Overslaan en naar de inhoud gaan

RBMNE 300425 vdo t.z.v. mogelijke fouten bij galblaasoperatie

RBMNE 300425 vdo t.z.v. mogelijke fouten bij galblaasoperatie

2De kern van de zaak

2.1.

[verzoeker] is op 23 september 2021 in het Sint Antonius geopereerd. Zijn galblaas is toen verwijderd. Volgens [verzoeker] zijn tijdens de operatie verwijtbare fouten gemaakt en hij verzoekt de rechtbank om een voorlopig deskundigenbericht te gelasten. Sint Antonius heeft geen bezwaar tegen het houden van een voorlopig deskundigenbericht, maar stelt een andere vraagstelling voor.

2.2.

Partijen zijn het eens over de te benoemen persoon van de deskundige (de heer prof. dr. [chirurg 1] , chirurg, verbonden aan Meander Medisch Centrum).

2.3.

De rechtbank beveelt een deskundigenonderzoek en benoemt prof. dr. [chirurg 1] , chirurg, als deskundige om de in de beschikking vermelde vragen te beantwoorden.

3De beoordeling

inleiding

3.1.

[verzoeker] , geboren op [geboortedatum] 1975, is op 19 maart 2020 en op 10 april 2020 per ambulance naar de SEH van Sint Antonius gebracht in verband met pijn op zijn borst en achter op zijn rug.

3.2.

Op 29 januari 2021 is hij opnieuw per ambulance naar Sint Antonius gebracht. Uit onderzoek bleek toen dat hij last had van galstenen in de galwegen.

3.3.

Tijdens een dagopname op 8 februari 2021 is hij geopereerd op de afdeling MDL (Maag-darm-lever) en zijn de galstenen verwijderd en werd een stent geplaatst.

3.4.

In de periode daarna is hij nog een paar keer gezien en behandeld in Sint Antonius, onder meer in verband met ontstekingen rondom de lever en de galblaas.

3.5.

Op 23 september 2021 is de galblaas van [verzoeker] verwijderd via een kijkoperatie door de chirurg dr. [chirurg 2] . Bij die ingreep is de hoofdgalgang (ductus choledochus) doorgenomen.
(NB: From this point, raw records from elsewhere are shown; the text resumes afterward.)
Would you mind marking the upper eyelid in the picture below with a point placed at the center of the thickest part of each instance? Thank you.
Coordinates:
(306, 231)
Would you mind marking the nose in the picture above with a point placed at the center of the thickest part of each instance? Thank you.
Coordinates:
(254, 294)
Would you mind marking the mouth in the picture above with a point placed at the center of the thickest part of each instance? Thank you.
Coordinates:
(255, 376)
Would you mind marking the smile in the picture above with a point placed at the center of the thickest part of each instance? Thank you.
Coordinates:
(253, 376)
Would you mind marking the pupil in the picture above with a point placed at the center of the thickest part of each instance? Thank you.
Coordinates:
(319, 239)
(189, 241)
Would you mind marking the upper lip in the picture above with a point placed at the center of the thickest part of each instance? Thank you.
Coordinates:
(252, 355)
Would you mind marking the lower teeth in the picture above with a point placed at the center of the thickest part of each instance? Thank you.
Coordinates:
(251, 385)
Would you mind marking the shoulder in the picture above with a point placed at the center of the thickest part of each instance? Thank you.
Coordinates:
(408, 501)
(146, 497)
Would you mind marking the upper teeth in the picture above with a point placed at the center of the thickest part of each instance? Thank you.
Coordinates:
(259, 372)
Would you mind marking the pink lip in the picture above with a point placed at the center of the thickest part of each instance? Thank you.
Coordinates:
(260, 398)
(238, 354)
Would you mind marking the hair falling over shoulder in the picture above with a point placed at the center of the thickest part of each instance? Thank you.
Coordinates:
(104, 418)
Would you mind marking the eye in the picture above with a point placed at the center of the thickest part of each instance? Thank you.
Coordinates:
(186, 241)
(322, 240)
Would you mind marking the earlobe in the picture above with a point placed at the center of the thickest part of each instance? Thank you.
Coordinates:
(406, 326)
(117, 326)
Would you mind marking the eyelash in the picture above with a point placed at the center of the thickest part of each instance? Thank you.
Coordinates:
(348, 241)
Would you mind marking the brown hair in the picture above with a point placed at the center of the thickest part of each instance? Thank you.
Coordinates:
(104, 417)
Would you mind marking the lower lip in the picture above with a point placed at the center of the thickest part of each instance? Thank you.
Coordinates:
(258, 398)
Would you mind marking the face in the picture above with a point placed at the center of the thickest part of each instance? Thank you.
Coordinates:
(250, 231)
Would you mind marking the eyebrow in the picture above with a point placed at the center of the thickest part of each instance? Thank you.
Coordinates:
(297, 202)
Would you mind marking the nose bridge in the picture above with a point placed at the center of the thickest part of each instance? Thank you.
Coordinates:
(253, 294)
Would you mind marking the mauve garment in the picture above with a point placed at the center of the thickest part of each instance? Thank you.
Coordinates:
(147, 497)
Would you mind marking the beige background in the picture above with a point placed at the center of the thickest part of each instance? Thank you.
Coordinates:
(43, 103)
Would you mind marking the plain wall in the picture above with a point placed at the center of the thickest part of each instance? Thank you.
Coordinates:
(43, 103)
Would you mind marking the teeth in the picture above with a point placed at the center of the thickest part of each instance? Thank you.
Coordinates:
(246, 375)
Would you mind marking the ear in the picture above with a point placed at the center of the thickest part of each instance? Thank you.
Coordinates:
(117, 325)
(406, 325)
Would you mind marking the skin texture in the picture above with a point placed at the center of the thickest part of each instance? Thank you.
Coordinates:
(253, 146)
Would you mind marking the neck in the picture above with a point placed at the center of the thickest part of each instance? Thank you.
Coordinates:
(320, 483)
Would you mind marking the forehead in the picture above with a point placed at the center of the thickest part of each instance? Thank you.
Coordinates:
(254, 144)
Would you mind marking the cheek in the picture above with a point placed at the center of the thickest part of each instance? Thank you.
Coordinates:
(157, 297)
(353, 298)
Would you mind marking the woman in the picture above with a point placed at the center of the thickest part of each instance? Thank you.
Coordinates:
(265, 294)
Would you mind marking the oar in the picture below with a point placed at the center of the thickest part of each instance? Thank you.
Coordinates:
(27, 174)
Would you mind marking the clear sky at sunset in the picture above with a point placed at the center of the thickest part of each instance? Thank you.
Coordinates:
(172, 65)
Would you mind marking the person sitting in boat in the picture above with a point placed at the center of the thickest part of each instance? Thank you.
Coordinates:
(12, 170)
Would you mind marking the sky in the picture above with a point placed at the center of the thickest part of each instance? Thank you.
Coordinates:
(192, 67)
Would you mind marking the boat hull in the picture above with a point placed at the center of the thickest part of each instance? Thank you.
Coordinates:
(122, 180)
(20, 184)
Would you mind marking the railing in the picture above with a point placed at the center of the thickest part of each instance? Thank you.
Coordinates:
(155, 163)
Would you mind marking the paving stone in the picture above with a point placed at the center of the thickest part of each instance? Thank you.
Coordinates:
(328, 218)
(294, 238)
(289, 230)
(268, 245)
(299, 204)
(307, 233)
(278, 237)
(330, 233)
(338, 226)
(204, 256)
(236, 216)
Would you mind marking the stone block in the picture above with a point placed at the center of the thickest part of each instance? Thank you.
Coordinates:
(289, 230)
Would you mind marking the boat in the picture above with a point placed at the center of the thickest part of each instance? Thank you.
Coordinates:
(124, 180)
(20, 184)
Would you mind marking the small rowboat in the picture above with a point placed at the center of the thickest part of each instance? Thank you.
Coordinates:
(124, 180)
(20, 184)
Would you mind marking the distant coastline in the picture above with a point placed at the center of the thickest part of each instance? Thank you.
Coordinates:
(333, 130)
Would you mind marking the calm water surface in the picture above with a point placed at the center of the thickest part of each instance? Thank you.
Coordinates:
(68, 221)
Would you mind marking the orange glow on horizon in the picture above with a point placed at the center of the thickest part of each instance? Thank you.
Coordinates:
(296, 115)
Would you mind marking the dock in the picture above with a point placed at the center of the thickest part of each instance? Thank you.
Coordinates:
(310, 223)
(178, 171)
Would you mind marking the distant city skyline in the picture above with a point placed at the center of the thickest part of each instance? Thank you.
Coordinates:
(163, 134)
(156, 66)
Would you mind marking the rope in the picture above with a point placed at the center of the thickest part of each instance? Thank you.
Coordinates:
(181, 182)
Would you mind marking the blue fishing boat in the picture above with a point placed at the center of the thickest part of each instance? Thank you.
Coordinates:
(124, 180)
hoe is het toen verder gegaan?

3.6.

Op 19 oktober 2021 heeft [verzoeker] Sint Antonius aansprakelijk gesteld voor de door hem geleden en nog te lijden schade. Hij verwijt Sint Antonius dat er tijdens de operatie op 23 september 2021 niet conform de professionele standaard is gehandeld waardoor blijvend letsel is ontstaan. Sint Antonius heeft op 30 december 2021 de aansprakelijkheid afgewezen. Volgens Sint Antonius is van medisch onzorgvuldig handelen en/of handelen in strijd met de medisch professionele standaard geen sprake.

3.7.

Partijen hebben daarna met elkaar overlegd over een expertise ter beoordeling van de medische behandeling maar geen overeenstemming bereikt over de stukken en de vragen die aan de deskundige voorgelegd moeten worden.

3.8.

[verzoeker] heeft toen zelf de documentatie rondom de operaties laten beoordelen door de heer drs. [medisch chirurg] (medisch adviseur). Hij heeft op 23 februari 2022 een rapport opgesteld (productie 3 verzoekschrift).

3.9.

Hierna heeft mevrouw [chirurg 3] (chirurg en medisch adviseur) als opvolger van [medisch chirurg] op verzoek van [verzoeker] op 3 maart 2023 een rapport uitgebracht (productie 4 verzoekschrift). Op 25 juni 2023 heeft zij aanvullend gerapporteerd (productie 6 verzoekschrift).

3.10.

Hierna hebben partijen nog met elkaar gecorrespondeerd maar zij zijn het niet eens geworden over het uitvoeren van een gezamenlijke expertise.

wat vraagt [verzoeker] ?

3.11.

[verzoeker] vraagt om een voorlopig deskundigenbericht te bevelen en als deskundige prof. dr. [chirurg 1] te benoemen om de in zijn verzoekschrift vermelde vragen te beantwoorden.

wat vindt Sint Antonius?

3.12.

Sint Antonius heeft geen bezwaar tegen het houden van een voorlopig deskundigenonderzoek en over de persoon van de deskundige zijn partijen het eens. Sint Antonius stelt wel een andere vraagstelling voor en wijst erop dat, omdat zij geen aansprakelijkheid heeft erkend, [verzoeker] volgens de hoofregel van artikel 195 Rv het voorschot van de deskundige dient te betalen.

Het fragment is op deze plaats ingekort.